The HSE went on to highlight the different standards of maintenance in operation for railway vehicles sold by BR to large railway operators such as EWS, Transrail and Freightliner, and those standards applied to rolling stock owned by smaller private owners such as CAIB UK. 

This system was largely inherited by Railtrack from BR, but meant that Railtrack was unable to confirm if all wagons on its network were up-to-date with their maintenance schedules. 

This formed the HSE’s key recommendation that Railtrack harmonise its Group Standards so that all vehicles using the network are maintained to the same standard, and recorded using a single system. 

Ten other recommendations were made to better understand the mechanism of fatigue crack growth (which was not well understood in 1996), and to investigate potential changes to the axle testing regime, including submitting wagons for testing at more frequent intervals. The HSE also asked Railtrack to look at the value of examining axles that failed tests (previously they had often been discarded), and to collate and analyse the results from rejected axles. 

Railtrack was also requested to remind its staff of the need, in the event of a crash, for early transfer to the emergency services of information on dangerous goods being carried - fortunately this had been nothing more harmful than carbon dioxide in the case of Rickerscote. 
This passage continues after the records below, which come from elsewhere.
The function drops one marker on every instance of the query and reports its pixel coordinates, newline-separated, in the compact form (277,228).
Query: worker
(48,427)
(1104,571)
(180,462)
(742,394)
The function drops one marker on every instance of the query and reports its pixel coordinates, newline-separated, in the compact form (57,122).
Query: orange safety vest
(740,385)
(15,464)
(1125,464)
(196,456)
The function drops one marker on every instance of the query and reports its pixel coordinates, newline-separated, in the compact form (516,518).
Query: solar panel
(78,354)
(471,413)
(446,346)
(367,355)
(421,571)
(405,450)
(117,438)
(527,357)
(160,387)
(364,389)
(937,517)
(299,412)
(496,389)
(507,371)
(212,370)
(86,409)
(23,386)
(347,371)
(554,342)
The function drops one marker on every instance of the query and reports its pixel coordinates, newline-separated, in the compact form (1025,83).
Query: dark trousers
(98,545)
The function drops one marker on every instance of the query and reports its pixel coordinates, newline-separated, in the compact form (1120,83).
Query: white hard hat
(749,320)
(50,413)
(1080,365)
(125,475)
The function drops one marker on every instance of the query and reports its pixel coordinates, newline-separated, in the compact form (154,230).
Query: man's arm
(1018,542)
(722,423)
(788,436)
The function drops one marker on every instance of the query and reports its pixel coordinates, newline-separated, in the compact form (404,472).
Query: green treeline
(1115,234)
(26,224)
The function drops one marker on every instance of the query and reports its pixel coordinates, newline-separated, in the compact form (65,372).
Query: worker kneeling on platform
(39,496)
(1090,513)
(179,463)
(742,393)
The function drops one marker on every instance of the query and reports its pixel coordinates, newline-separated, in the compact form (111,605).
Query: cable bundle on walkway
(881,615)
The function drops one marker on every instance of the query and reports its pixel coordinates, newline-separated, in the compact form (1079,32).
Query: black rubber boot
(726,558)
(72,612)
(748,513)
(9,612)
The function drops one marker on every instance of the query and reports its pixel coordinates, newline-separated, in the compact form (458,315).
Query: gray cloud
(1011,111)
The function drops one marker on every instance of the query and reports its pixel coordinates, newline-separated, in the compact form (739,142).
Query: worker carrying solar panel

It also had to review its incident management procedures, in light of the signalman’s difficulties in alerting the emergency services, and some confusion caused when the Fire Service was handed a list of mail train staff that included the names of those who had not yet boarded and were still waiting at Crewe.

Railtrack set up the Rickerscote Steering Group in association with railway vehicle operators in January 1997, to progress all 11 of the HSE’s recommendations.

Rickerscote may be less infamous than crashes that followed in the years immediately after and which resulted in a greater loss of life, such as at Ladbroke Grove (1999) and Hatfield (2000). But it did come first, and thus marks the beginning of Railtrack’s ignominious slide towards administration six years later, when confidence in its ability to safely administer the railways had finally been diminished.